Lukas Hellings (Belgium, b. 2000) is a composer and musician developing work from within Studio Miou, a creative studio built around long-term research and collaboration across disciplines.
His compositional practice spans electronic and electroacoustic work, grounded in a sustained engagement with frequency, harmonic systems, and duration. The work is developed through open-ended research and long-term inquiry, driven by curiosity rather than predetermined outcome, an investigation into the fundamental materials of sound and the worlds they make possible.
Hellings grew up in Genk, Limburg, where an early training in classical piano gradually gave way to a deeper interest in frequency, synthesis, and the act of listening itself. Leaving formal music education, he began learning by ear, a shift that fundamentally changed his relationship to sound. He went on to study audio engineering at PXL-Music, Belgium – where immersion in analog signal chains, tape machines, and studio practice shaped both his technical understanding and his artistic sensibility. In the years that followed, he worked across composition, audio engineering, and technical production – building the foundations of a practice oriented toward long-term inquiry rather than immediate result.

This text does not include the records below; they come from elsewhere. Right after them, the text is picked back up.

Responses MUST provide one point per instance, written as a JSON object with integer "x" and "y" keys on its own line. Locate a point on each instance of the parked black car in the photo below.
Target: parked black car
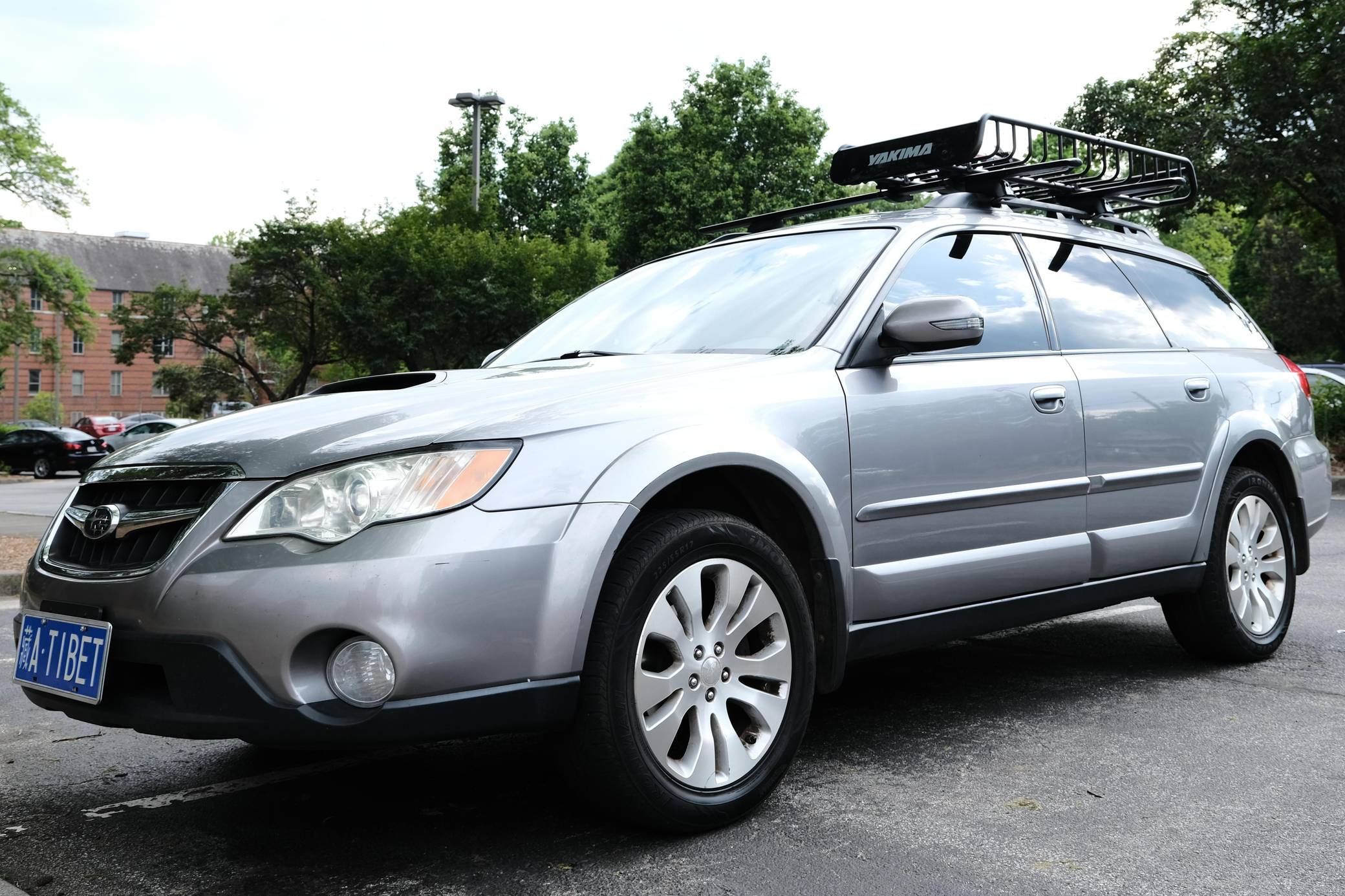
{"x": 47, "y": 451}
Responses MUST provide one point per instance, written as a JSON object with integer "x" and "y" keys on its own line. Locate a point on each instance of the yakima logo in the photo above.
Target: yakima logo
{"x": 905, "y": 153}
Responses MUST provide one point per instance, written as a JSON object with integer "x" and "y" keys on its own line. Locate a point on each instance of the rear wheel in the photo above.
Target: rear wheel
{"x": 698, "y": 677}
{"x": 1243, "y": 607}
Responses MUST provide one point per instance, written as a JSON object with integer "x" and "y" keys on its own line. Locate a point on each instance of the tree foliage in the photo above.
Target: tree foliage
{"x": 423, "y": 293}
{"x": 193, "y": 388}
{"x": 61, "y": 287}
{"x": 30, "y": 169}
{"x": 1256, "y": 107}
{"x": 736, "y": 144}
{"x": 277, "y": 321}
{"x": 533, "y": 184}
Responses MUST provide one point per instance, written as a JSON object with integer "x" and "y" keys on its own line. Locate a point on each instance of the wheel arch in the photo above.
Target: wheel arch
{"x": 1261, "y": 449}
{"x": 772, "y": 486}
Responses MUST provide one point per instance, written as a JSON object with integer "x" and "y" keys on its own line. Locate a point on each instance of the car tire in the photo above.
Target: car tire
{"x": 1243, "y": 607}
{"x": 647, "y": 637}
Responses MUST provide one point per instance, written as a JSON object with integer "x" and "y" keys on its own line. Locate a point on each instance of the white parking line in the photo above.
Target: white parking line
{"x": 1110, "y": 611}
{"x": 239, "y": 785}
{"x": 1107, "y": 612}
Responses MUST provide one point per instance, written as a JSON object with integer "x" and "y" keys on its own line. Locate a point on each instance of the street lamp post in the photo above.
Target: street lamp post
{"x": 477, "y": 101}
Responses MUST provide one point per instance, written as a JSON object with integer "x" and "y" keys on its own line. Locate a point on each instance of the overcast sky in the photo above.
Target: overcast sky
{"x": 190, "y": 119}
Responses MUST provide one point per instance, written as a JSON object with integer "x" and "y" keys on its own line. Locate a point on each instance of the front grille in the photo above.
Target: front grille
{"x": 72, "y": 549}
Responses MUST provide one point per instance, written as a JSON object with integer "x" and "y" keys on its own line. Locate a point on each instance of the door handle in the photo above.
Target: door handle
{"x": 1198, "y": 388}
{"x": 1049, "y": 400}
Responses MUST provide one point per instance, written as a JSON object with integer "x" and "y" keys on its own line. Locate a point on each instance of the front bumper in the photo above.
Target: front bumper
{"x": 199, "y": 688}
{"x": 484, "y": 615}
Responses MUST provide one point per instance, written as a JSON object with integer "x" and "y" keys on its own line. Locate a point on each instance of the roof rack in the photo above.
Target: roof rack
{"x": 1005, "y": 162}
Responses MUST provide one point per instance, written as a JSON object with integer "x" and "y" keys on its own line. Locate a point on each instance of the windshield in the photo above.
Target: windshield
{"x": 752, "y": 296}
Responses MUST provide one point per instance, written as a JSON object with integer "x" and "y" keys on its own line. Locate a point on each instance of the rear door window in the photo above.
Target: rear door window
{"x": 989, "y": 270}
{"x": 1192, "y": 310}
{"x": 1091, "y": 301}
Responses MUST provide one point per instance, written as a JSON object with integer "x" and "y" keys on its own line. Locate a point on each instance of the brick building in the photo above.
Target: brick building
{"x": 88, "y": 381}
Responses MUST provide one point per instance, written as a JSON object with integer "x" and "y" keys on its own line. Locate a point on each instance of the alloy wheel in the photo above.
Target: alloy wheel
{"x": 1256, "y": 566}
{"x": 712, "y": 673}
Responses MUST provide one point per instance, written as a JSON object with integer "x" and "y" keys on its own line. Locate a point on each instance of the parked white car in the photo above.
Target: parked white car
{"x": 144, "y": 431}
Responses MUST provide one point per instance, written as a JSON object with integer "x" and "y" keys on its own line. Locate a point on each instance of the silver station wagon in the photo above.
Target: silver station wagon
{"x": 687, "y": 502}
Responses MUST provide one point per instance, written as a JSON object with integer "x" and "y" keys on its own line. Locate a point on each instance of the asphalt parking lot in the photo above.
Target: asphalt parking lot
{"x": 26, "y": 506}
{"x": 1082, "y": 756}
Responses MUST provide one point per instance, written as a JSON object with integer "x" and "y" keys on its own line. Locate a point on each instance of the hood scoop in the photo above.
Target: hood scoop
{"x": 383, "y": 383}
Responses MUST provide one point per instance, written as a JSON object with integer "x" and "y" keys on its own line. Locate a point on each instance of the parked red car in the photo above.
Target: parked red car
{"x": 100, "y": 427}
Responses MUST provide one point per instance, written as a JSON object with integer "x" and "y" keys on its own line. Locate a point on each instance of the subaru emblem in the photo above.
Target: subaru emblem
{"x": 102, "y": 521}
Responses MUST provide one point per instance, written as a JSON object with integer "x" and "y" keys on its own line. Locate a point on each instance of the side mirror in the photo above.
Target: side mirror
{"x": 921, "y": 325}
{"x": 934, "y": 322}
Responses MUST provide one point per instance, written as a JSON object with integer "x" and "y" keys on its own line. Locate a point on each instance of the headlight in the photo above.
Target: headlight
{"x": 334, "y": 505}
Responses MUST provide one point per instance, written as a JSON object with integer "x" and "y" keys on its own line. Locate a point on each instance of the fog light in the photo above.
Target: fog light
{"x": 361, "y": 673}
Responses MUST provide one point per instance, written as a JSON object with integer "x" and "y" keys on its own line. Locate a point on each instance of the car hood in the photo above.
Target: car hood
{"x": 518, "y": 401}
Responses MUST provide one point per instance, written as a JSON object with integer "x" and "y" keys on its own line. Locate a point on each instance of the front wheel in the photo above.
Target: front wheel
{"x": 698, "y": 678}
{"x": 1243, "y": 607}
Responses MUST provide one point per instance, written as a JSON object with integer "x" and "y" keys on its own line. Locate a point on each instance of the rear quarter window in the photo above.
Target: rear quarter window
{"x": 1091, "y": 301}
{"x": 1192, "y": 310}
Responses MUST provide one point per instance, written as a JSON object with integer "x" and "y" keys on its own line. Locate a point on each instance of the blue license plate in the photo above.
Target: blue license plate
{"x": 62, "y": 656}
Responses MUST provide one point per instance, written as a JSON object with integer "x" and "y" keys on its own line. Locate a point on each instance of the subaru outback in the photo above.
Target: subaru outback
{"x": 673, "y": 513}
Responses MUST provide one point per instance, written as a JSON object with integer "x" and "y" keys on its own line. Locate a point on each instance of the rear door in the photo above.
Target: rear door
{"x": 967, "y": 465}
{"x": 1152, "y": 412}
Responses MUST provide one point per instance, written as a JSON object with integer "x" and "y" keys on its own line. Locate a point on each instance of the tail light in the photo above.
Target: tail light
{"x": 1298, "y": 372}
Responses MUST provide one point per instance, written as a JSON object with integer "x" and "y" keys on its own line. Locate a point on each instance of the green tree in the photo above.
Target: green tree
{"x": 422, "y": 293}
{"x": 193, "y": 388}
{"x": 61, "y": 287}
{"x": 736, "y": 144}
{"x": 544, "y": 185}
{"x": 1211, "y": 237}
{"x": 1255, "y": 105}
{"x": 30, "y": 169}
{"x": 277, "y": 321}
{"x": 533, "y": 184}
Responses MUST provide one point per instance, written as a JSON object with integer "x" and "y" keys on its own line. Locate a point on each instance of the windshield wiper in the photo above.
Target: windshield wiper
{"x": 586, "y": 353}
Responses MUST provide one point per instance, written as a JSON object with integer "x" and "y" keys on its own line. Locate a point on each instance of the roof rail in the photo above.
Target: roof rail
{"x": 1007, "y": 162}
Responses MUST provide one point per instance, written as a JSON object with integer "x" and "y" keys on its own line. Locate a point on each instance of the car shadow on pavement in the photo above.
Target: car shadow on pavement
{"x": 463, "y": 811}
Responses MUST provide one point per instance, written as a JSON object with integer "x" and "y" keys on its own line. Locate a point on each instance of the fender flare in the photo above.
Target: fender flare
{"x": 650, "y": 466}
{"x": 1246, "y": 428}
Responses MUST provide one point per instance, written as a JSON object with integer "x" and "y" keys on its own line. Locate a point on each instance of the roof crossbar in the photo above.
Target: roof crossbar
{"x": 1007, "y": 162}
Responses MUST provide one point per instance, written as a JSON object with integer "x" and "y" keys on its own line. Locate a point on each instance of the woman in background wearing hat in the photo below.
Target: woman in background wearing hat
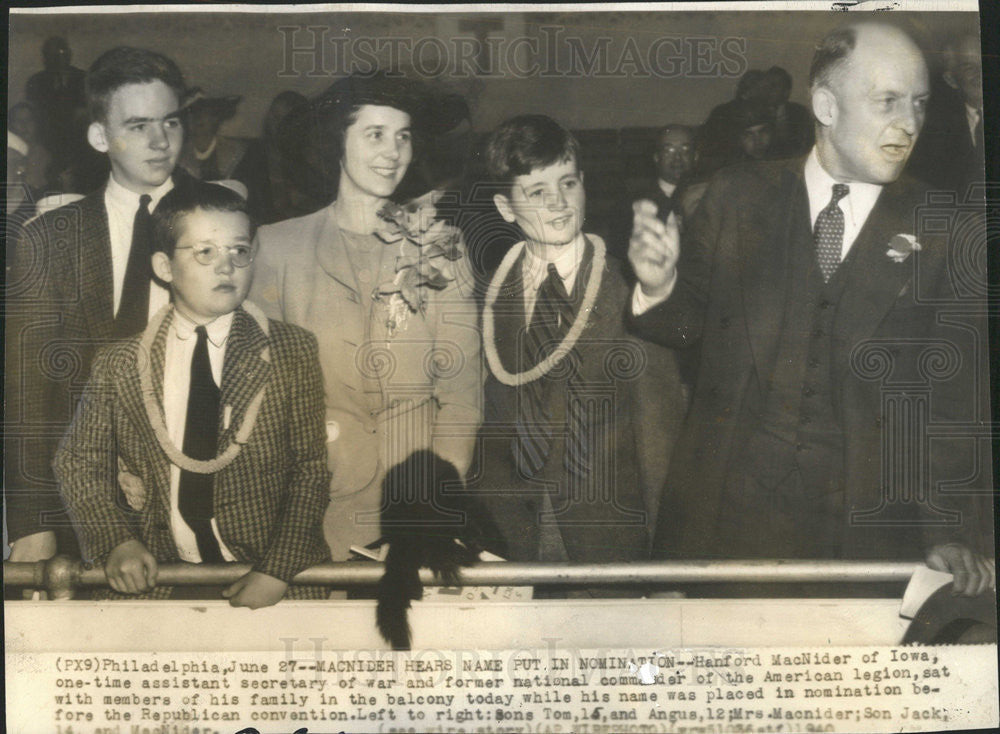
{"x": 206, "y": 155}
{"x": 401, "y": 370}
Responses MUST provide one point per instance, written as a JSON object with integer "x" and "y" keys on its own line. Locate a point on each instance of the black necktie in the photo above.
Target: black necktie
{"x": 829, "y": 233}
{"x": 133, "y": 308}
{"x": 553, "y": 316}
{"x": 195, "y": 496}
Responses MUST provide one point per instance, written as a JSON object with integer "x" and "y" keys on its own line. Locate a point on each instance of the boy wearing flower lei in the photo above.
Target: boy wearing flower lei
{"x": 580, "y": 417}
{"x": 202, "y": 440}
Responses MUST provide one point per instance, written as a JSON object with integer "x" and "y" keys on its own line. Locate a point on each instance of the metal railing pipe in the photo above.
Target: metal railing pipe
{"x": 62, "y": 574}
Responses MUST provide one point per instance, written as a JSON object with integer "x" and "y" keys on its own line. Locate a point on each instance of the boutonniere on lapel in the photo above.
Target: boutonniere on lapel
{"x": 901, "y": 246}
{"x": 427, "y": 248}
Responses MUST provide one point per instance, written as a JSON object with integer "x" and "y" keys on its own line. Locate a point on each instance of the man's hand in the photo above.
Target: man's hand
{"x": 653, "y": 250}
{"x": 31, "y": 548}
{"x": 35, "y": 547}
{"x": 255, "y": 590}
{"x": 973, "y": 573}
{"x": 131, "y": 568}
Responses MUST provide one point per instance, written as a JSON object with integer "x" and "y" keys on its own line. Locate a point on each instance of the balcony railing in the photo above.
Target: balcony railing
{"x": 62, "y": 576}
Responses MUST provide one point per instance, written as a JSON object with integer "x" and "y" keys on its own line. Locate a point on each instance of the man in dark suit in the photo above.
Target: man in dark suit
{"x": 793, "y": 123}
{"x": 950, "y": 153}
{"x": 81, "y": 276}
{"x": 818, "y": 322}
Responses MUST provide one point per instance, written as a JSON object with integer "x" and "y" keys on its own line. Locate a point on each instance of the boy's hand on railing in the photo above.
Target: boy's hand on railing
{"x": 255, "y": 590}
{"x": 973, "y": 572}
{"x": 131, "y": 568}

Choreography represents a new and expanding dimension of his work — one that has quickly become central to where his practice is heading. His debut score for Romeo + Julia, made with choreographer Marcos Morau for Opera Ballet Vlaanderen, was the entry point — an encounter with movement that revealed new possibilities in how sound could be conceived and experienced. Timing, weight, and physical presence became inseparable from the sonic decisions. His subsequent collaboration with Opera Ballet Vlaanderen, Hadal Zone, made with choreographer Allison McGuire, premiered in November 2025, deepening that territory further into a shared process that neither discipline could have arrived at alone.
Collaboration remains central to how the work is made. Sustained exchanges with performers and choreographers allow sound and movement to be shaped together — tested, revised, and transformed through time and proximity.
His work has been presented at Opera Antwerp, Opera Gent, Opéra de Lille, Festspielhaus St. Pölten, Amare Theatre The Hague and Concertgebouw Brugge. He is currently developing new work across dance, concert, and performance contexts.